LIBRES DE LA AMARGURA





SERIE DE SERMONES “LA LIBERTAD CONCEDIDA POR CRISTO”

TEXTO BÍBLICO: MATEO 18:21-35

INTRODUCCIÓN

     La amargura y el rencor son dos compañeras de viaje con las que nadie debería desear emprender la travesía de la vida. Dejar que la amargura se acomode en nuestros corazones hará que todas nuestras actitudes para con los demás sean de sospecha y desconfianza, desaprovechando así la posibilidad de construir nuevas relaciones de amistad y compañerismo. Permitir que el rencor se adueñe de las palabras y de los gestos supondrá la huida de todos aquellos que tal querrían entablar lazos de aprecio y amor. El resentimiento por algo que alguien nos hizo en un momento dado solo nos conduce a ver la vida con la mirada cansada e insensible de aquel que no espera ya nada bueno de la gente. Yo entiendo que ser heridos por algo muy grave es difícil de superar, y más aún cuando las heridas tardan en cicatrizar y los recuerdos nos abruman con su recurrente presencia. Nadie dijo que sería fácil levantar la cabeza después del agravio de otra persona. Nadie dijo que volver a sonreír después de una traición o de un acto de crueldad sería pan comido. Pero si dejamos que la amargura controle todas nuestras acciones, palabras y pensamientos, nos enterraremos en vida mientras vemos cómo el tiempo pasa lentamente. 

     Miguel Gutiérrez, catedrático español de psiquiatría, dejó para la posteridad una definición muy clara y sencilla de lo que es el rencor: “El rencor es un abismo sin fondo o un ardiente páramo sin fronteras.” El rencor sume a aquel que lo guarda en el corazón en un estado de depresión constante del que es sumamente complicado salir si no estamos dispuestos a salir de ese abismo insondable. El método más eficaz para poder erradicar del alma cualquier atisbo de rencor o resentimiento es perdonando de corazón a aquel que nos hizo mucho daño. ¿Es esto fácil y sencillo? ¿Es tan simple como decir “te perdono” y ya está? Por supuesto que no. Si eres capaz de analizar aquellos instantes de tu vida en los que alguien te decepcionó y te marcó con el fuego candente de la crueldad, sabes bien que por ti mismo nunca tendrías la capacidad de perdonar a la persona que te provocó dolor y sufrimiento. Perdonar no se halla en el ADN del ser humano, no es algo natural.
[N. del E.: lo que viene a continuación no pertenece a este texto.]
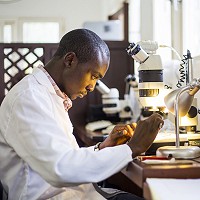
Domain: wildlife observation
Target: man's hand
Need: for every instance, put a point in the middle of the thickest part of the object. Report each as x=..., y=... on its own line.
x=145, y=134
x=120, y=134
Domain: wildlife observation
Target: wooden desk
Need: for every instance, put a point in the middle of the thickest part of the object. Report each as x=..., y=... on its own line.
x=137, y=172
x=132, y=178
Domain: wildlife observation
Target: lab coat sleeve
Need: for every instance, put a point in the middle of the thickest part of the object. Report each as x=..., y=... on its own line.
x=38, y=138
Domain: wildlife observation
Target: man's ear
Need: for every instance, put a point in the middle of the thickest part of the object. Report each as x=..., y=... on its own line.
x=70, y=58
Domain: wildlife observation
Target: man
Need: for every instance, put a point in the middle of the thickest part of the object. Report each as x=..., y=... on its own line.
x=40, y=158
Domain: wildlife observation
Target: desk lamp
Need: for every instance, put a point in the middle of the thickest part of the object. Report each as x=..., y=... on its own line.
x=179, y=102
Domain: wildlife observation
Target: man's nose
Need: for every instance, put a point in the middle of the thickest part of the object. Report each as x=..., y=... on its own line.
x=90, y=87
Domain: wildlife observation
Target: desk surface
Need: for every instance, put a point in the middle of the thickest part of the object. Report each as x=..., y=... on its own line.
x=138, y=171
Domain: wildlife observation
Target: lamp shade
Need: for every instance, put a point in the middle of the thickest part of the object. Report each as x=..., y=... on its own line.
x=184, y=101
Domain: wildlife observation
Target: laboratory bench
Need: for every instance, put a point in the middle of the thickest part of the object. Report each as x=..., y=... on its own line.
x=133, y=178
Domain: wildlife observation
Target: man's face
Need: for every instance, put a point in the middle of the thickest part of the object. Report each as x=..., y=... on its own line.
x=81, y=78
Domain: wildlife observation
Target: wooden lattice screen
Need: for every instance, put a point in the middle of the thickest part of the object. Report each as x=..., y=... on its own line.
x=18, y=59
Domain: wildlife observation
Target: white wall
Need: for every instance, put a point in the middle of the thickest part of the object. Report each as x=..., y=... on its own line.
x=73, y=12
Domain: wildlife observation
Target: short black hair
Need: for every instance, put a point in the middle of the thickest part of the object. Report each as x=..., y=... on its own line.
x=84, y=43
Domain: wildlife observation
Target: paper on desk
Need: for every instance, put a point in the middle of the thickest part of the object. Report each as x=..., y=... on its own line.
x=174, y=189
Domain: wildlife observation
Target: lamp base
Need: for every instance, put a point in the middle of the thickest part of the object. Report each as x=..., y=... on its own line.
x=182, y=152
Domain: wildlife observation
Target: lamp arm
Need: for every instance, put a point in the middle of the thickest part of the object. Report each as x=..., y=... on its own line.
x=176, y=109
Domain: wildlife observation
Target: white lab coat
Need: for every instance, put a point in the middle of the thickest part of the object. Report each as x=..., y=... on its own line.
x=39, y=155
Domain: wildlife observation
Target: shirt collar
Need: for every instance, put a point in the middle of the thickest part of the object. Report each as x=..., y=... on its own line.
x=67, y=101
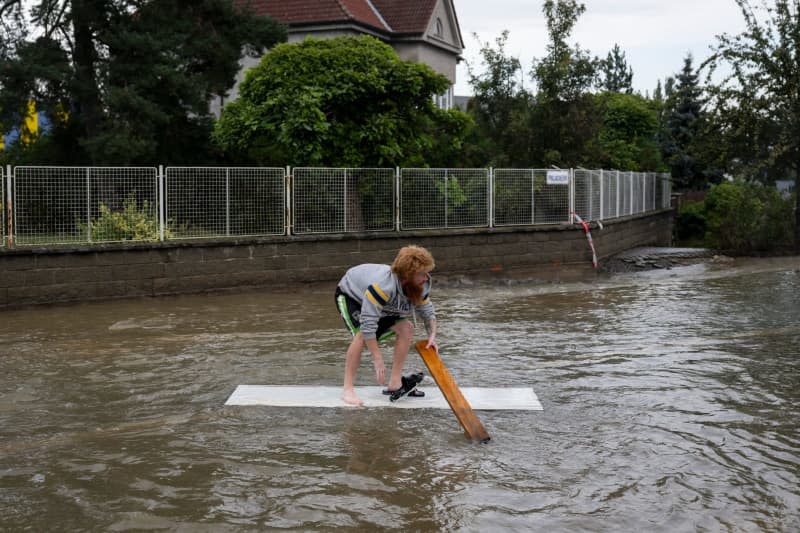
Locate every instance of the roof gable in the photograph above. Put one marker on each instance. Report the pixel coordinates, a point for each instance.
(300, 12)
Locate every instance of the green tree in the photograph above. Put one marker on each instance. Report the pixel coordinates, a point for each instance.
(501, 106)
(565, 73)
(746, 216)
(348, 101)
(683, 124)
(758, 102)
(126, 81)
(615, 74)
(564, 118)
(627, 137)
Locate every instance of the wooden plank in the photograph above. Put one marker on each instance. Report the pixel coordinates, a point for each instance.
(461, 408)
(486, 398)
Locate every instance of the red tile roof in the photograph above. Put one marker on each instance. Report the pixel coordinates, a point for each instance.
(404, 16)
(394, 16)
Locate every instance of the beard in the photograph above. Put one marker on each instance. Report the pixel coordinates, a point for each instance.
(413, 292)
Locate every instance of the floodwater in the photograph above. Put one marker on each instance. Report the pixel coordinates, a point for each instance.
(670, 404)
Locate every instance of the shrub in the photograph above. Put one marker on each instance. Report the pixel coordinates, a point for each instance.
(131, 223)
(690, 224)
(744, 216)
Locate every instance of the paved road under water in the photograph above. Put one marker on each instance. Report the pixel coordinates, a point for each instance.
(671, 404)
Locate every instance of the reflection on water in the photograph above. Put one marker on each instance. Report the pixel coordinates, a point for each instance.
(670, 404)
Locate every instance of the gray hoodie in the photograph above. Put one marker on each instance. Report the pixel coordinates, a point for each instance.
(378, 290)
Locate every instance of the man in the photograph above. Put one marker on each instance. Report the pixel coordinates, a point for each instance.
(375, 302)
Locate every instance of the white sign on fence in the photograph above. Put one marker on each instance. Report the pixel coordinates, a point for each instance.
(558, 177)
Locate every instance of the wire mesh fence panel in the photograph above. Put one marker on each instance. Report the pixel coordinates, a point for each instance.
(663, 190)
(588, 190)
(626, 187)
(257, 200)
(638, 192)
(610, 194)
(650, 191)
(514, 191)
(203, 202)
(444, 197)
(3, 207)
(523, 196)
(62, 205)
(342, 200)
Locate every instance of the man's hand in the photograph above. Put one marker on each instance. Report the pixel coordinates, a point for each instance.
(432, 343)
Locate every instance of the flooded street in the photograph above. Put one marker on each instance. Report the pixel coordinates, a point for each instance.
(671, 403)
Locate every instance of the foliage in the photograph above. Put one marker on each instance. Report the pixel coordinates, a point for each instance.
(615, 74)
(565, 117)
(684, 122)
(502, 107)
(133, 222)
(565, 73)
(130, 81)
(626, 138)
(348, 102)
(690, 224)
(745, 216)
(758, 103)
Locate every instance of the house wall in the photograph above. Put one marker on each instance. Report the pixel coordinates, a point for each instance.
(63, 275)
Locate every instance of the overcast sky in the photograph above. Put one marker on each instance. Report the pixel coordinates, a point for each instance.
(654, 34)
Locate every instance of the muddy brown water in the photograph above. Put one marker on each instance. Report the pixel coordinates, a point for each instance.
(670, 404)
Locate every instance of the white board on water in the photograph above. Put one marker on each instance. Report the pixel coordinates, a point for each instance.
(479, 398)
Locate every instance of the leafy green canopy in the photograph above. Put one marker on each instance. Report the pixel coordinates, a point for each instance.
(348, 101)
(757, 106)
(124, 81)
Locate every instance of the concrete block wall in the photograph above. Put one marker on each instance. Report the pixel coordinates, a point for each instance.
(61, 275)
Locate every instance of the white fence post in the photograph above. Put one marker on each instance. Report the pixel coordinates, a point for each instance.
(490, 185)
(397, 198)
(9, 212)
(288, 207)
(571, 201)
(162, 201)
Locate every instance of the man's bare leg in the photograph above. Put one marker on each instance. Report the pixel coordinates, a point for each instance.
(351, 363)
(405, 334)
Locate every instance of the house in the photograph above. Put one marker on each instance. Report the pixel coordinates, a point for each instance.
(424, 31)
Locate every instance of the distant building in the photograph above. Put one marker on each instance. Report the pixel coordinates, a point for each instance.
(423, 31)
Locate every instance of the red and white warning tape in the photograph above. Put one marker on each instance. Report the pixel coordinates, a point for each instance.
(588, 233)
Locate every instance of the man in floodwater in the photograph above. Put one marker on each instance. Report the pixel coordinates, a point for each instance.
(375, 302)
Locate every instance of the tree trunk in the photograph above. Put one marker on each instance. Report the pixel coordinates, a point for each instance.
(797, 209)
(87, 97)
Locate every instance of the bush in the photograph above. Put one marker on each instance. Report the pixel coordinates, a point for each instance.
(132, 223)
(743, 216)
(690, 225)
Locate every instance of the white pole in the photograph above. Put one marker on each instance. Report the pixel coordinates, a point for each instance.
(490, 187)
(88, 204)
(227, 201)
(9, 207)
(397, 198)
(287, 192)
(162, 204)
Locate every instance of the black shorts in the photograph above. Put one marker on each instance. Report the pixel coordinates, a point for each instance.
(350, 310)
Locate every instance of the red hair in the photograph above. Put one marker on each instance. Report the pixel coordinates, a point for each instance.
(410, 260)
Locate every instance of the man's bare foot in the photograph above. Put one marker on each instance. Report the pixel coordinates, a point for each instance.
(349, 396)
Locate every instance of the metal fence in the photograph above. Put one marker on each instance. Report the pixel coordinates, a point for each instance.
(3, 206)
(343, 200)
(203, 202)
(68, 205)
(444, 198)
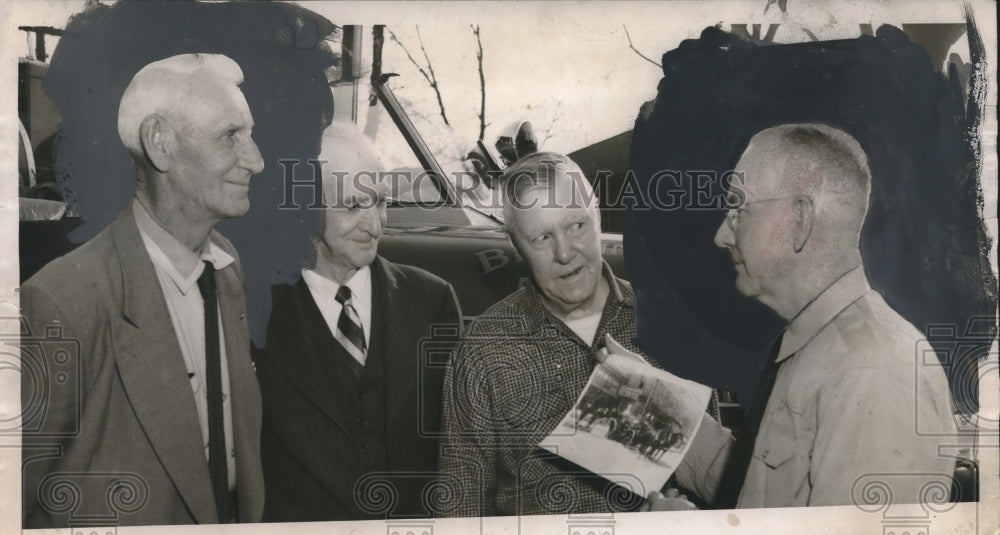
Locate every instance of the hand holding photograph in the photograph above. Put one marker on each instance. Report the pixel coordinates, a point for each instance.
(484, 267)
(631, 419)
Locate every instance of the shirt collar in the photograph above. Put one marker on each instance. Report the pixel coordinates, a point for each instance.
(536, 315)
(818, 313)
(360, 283)
(171, 256)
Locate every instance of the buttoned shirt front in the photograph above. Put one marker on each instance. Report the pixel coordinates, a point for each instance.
(324, 292)
(517, 372)
(851, 393)
(177, 270)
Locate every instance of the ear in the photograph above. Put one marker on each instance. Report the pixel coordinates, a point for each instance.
(804, 211)
(518, 257)
(156, 137)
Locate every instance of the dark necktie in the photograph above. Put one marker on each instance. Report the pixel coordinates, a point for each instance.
(739, 462)
(217, 464)
(349, 332)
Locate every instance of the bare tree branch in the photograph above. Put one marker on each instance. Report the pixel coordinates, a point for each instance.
(641, 55)
(482, 84)
(428, 73)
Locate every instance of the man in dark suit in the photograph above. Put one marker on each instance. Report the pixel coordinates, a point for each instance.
(351, 398)
(164, 428)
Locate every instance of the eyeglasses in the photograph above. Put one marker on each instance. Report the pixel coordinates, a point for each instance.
(733, 214)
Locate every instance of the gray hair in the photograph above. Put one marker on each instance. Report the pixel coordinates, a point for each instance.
(823, 158)
(162, 86)
(540, 170)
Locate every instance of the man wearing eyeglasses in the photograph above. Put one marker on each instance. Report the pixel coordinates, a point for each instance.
(847, 400)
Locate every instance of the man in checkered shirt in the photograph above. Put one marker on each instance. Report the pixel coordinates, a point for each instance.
(523, 363)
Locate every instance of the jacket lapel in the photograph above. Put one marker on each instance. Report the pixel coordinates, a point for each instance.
(303, 365)
(153, 373)
(246, 403)
(402, 358)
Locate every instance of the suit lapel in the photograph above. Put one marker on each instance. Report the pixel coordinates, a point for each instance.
(402, 356)
(246, 403)
(305, 366)
(154, 375)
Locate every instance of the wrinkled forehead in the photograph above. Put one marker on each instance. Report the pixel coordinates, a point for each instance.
(210, 102)
(563, 190)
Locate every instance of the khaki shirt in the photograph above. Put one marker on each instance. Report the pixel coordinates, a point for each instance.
(858, 409)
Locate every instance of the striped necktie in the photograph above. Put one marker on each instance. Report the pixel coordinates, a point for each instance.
(349, 332)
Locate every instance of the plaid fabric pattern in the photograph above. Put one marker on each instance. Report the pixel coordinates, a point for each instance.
(517, 372)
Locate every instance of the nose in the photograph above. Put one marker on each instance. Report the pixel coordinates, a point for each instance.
(724, 236)
(371, 221)
(250, 158)
(562, 249)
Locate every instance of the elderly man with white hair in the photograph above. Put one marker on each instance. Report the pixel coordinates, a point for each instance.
(851, 406)
(351, 389)
(163, 424)
(848, 398)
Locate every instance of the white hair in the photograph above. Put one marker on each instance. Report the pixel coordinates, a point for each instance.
(162, 87)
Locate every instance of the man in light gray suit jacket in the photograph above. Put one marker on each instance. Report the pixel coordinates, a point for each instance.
(164, 427)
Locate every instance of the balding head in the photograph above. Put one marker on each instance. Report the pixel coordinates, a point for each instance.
(796, 220)
(175, 88)
(552, 219)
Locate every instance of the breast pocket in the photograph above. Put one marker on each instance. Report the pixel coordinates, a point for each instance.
(785, 469)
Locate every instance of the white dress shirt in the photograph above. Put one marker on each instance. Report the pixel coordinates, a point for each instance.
(324, 292)
(585, 327)
(178, 269)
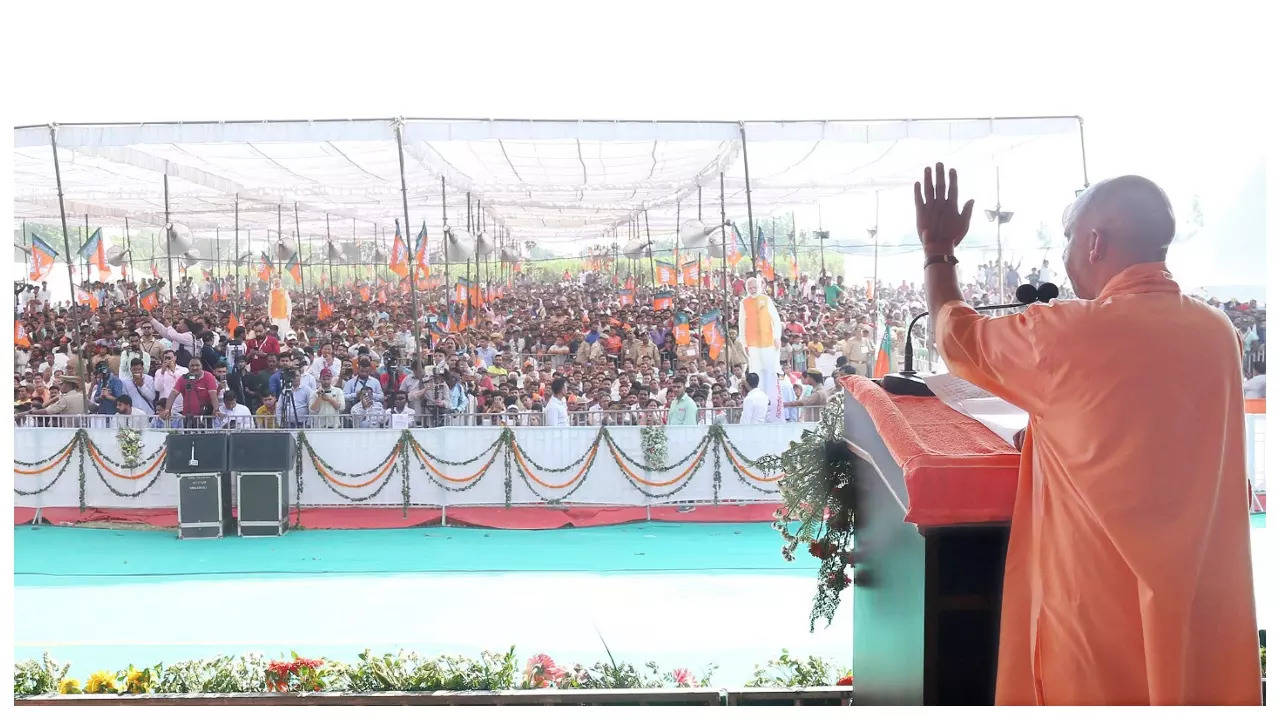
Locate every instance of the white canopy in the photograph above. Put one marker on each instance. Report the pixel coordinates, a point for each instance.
(557, 183)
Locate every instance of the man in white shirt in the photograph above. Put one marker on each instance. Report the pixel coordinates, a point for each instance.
(755, 405)
(140, 387)
(167, 377)
(232, 414)
(325, 360)
(557, 410)
(328, 402)
(127, 415)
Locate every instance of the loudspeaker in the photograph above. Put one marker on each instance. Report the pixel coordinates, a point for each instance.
(200, 506)
(264, 504)
(195, 454)
(263, 452)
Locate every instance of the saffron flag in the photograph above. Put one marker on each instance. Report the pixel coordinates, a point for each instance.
(763, 255)
(85, 297)
(681, 328)
(882, 356)
(265, 269)
(666, 272)
(150, 297)
(398, 261)
(424, 268)
(735, 253)
(712, 333)
(41, 258)
(689, 273)
(96, 251)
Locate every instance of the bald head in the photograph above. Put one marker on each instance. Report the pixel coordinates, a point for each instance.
(1111, 226)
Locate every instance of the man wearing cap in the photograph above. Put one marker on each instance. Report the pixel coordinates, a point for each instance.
(328, 401)
(360, 382)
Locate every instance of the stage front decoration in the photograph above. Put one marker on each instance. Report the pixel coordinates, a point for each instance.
(817, 477)
(472, 466)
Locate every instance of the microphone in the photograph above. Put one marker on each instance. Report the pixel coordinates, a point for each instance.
(908, 382)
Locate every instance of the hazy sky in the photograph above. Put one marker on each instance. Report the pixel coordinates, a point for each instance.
(1173, 95)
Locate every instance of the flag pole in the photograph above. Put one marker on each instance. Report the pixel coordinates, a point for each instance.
(746, 174)
(412, 274)
(67, 247)
(302, 269)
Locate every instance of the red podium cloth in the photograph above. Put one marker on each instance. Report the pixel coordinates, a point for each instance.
(956, 470)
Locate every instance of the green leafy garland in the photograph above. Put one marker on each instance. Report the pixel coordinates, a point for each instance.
(819, 493)
(653, 441)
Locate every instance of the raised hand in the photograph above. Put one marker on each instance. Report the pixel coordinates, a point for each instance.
(938, 222)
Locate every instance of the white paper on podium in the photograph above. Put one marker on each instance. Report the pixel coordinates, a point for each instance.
(999, 415)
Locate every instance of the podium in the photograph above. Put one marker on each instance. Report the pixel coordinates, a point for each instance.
(261, 464)
(935, 501)
(204, 488)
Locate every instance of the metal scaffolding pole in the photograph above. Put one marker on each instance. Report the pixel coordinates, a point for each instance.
(67, 247)
(412, 273)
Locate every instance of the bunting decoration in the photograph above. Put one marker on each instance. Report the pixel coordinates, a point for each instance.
(398, 261)
(41, 258)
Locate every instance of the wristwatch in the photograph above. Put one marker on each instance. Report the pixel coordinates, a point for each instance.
(933, 259)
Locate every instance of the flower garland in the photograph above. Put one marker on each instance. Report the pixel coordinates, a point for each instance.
(653, 441)
(819, 491)
(131, 446)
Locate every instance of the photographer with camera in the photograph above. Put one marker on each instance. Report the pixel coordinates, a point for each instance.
(106, 388)
(199, 392)
(293, 405)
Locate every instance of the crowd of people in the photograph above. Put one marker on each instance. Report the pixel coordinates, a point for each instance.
(585, 350)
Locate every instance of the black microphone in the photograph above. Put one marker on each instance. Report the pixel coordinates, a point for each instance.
(908, 382)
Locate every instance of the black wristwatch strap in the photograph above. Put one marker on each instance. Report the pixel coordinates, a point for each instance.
(935, 259)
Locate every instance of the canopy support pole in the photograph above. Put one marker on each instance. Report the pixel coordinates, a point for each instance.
(67, 246)
(302, 269)
(746, 174)
(168, 236)
(237, 301)
(412, 273)
(653, 273)
(723, 253)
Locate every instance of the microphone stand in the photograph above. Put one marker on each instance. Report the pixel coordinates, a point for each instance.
(909, 382)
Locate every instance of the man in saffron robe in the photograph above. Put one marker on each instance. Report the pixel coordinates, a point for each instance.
(1128, 578)
(762, 335)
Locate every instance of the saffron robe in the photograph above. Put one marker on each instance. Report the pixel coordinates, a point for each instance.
(1128, 578)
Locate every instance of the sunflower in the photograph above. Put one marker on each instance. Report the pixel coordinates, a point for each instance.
(100, 683)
De hecho, nuestro primer pensamiento tras habernos infligido un mal es el de la revancha, el de la venganza, el de “quien la hace, la paga.” Un rey francés siempre decía que “nada huele mejor que el cadáver de tu enemigo”, y ese ha sido siempre el lema de aquellos que nunca dan la oportunidad al perdón, la misericordia y la gracia. El ser humano prefiere verse envuelto en peleas retributivas, en crímenes abyectos y en derramamientos de sangre con tal de ver su dolor adormecido por el padecimiento de sus adversarios.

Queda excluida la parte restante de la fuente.